都城的氣氛依然深沉,或許是最近的尋城將士越來越多,城中的百姓都有所察覺,以致於以往熱鬧非凡的都城現已十分冷清,寒風吹過,捲走的只有路上的落葉和爲生計而謀的小販的聲音。
皇宮那邊,白君也遲遲沒有得到傳回來的消息,心中已經有所察覺了,看來他又輸了一次啊。
衛崢啊,衛崢,我一定會贏你的。
而都城的盡頭,一戶小院裏,院子不大,也沒有任何突出之處,普通人只會覺得這不過是一處平民百姓的家罷了,巡邏兩次的將士們也是這樣認爲的。

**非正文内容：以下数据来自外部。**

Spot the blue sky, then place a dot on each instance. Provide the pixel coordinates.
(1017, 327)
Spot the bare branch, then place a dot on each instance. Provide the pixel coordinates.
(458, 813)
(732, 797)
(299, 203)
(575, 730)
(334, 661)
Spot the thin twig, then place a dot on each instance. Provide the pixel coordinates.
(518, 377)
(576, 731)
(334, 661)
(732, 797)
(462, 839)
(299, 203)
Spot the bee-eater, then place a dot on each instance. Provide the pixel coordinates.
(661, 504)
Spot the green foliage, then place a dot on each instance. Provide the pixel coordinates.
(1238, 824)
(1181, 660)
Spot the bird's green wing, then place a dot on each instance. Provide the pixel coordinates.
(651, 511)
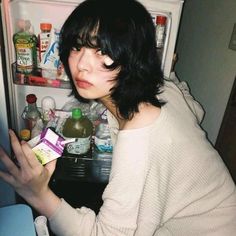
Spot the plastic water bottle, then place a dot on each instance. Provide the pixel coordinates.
(80, 128)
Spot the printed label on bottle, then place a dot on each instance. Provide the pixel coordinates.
(24, 57)
(160, 34)
(80, 146)
(103, 145)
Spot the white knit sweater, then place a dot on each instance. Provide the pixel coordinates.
(166, 179)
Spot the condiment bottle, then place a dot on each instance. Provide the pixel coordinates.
(80, 128)
(25, 134)
(43, 39)
(160, 30)
(48, 105)
(25, 43)
(31, 113)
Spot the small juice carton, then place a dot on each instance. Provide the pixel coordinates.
(47, 146)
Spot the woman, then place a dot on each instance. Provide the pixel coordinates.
(166, 178)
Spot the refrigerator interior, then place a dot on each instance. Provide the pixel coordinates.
(55, 12)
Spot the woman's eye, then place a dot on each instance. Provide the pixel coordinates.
(75, 49)
(100, 52)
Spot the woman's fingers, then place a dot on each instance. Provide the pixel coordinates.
(10, 166)
(51, 166)
(30, 156)
(16, 146)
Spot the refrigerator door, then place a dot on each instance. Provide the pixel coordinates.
(7, 194)
(41, 11)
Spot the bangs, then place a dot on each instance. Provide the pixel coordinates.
(86, 35)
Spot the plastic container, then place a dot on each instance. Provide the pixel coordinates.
(43, 39)
(160, 30)
(25, 43)
(31, 114)
(80, 128)
(25, 134)
(48, 105)
(102, 139)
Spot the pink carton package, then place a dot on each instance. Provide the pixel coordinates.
(47, 146)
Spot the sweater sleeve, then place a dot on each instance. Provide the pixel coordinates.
(121, 198)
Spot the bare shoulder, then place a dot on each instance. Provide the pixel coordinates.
(146, 116)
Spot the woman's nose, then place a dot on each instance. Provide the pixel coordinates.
(83, 59)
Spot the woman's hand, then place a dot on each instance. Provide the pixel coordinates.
(30, 179)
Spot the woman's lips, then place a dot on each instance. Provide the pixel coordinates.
(83, 84)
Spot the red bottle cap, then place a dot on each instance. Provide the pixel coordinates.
(160, 20)
(46, 26)
(31, 98)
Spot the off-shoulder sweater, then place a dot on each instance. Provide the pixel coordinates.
(166, 179)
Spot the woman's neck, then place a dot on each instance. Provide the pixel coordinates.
(109, 104)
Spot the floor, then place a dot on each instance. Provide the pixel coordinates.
(77, 194)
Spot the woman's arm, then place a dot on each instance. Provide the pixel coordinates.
(30, 179)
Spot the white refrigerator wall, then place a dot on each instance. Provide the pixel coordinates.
(56, 12)
(7, 194)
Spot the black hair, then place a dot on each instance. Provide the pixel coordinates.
(123, 30)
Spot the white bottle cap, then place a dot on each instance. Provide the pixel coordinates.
(48, 103)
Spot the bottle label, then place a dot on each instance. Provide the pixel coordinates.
(44, 40)
(24, 57)
(80, 146)
(103, 145)
(160, 34)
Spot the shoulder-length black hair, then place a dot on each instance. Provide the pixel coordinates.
(124, 31)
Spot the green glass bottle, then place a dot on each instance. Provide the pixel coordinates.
(25, 43)
(80, 128)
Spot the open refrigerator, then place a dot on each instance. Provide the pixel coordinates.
(55, 12)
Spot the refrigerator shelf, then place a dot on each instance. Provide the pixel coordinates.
(36, 79)
(84, 169)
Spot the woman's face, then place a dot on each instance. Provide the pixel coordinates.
(91, 79)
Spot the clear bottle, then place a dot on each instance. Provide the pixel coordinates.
(102, 139)
(25, 43)
(48, 105)
(80, 128)
(160, 30)
(31, 114)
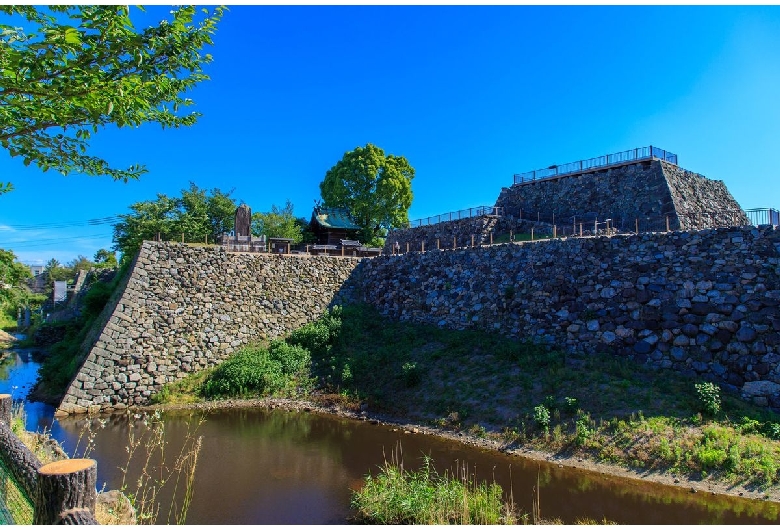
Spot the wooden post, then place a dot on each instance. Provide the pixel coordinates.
(6, 405)
(65, 485)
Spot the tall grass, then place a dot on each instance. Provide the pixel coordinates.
(399, 496)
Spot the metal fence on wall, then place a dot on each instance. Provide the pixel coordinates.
(623, 157)
(454, 216)
(763, 216)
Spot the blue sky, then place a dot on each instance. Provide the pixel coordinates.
(469, 95)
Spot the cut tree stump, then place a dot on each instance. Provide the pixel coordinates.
(65, 485)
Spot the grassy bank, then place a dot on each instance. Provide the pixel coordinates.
(600, 407)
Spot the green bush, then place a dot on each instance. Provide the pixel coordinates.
(542, 416)
(96, 299)
(294, 360)
(709, 397)
(250, 371)
(411, 374)
(318, 336)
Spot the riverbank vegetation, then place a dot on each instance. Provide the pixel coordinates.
(396, 495)
(600, 407)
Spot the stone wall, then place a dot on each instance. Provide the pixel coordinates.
(704, 303)
(187, 308)
(448, 234)
(645, 192)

顧樂笙再一次無眠,他知道已經到了最後一步,宮中的線人已經做好了準備,後天,他們就要奪回本應屬於他們的地方。
不知爲何,他卻高興不起來,但是與他不一樣的事,母親是高興的,他看的出來,這麼多年她從未見過母親如此笑過,那彎了的眉毛,微眯的眼睛,還有那上翹的嘴脣,他已記不清自己有多久沒有見過她笑過了。
顧樂笙不知道自己的父親是誰,他只知道這麼多年他只見過母親,和一羣跟在母親身後重複着同一句話的人,他們稱他們爲前朝舊部。
但是在顧樂笙眼中他們不過就是一羣頭髮花白,牙齒都要掉光的老頭,對,老頭,他一直記得,那裏面最老的一個老頭,頭髮全白了,牙齒一顆都不剩的全掉了,露出老化的牙齦,整天在他耳邊說着同一句話,“你是我們的希望啊,孩子。”
希望,是什麼,他不懂,直到突然有一天所有人都穿着白衣,就連母親也是,他當然也不例外,他才知道那個老人死了,他的老師,他母親的國家的丞相,即使炎國入侵依然不投降,帶着一羣舊臣找到了母親,他們一直暗中活動着。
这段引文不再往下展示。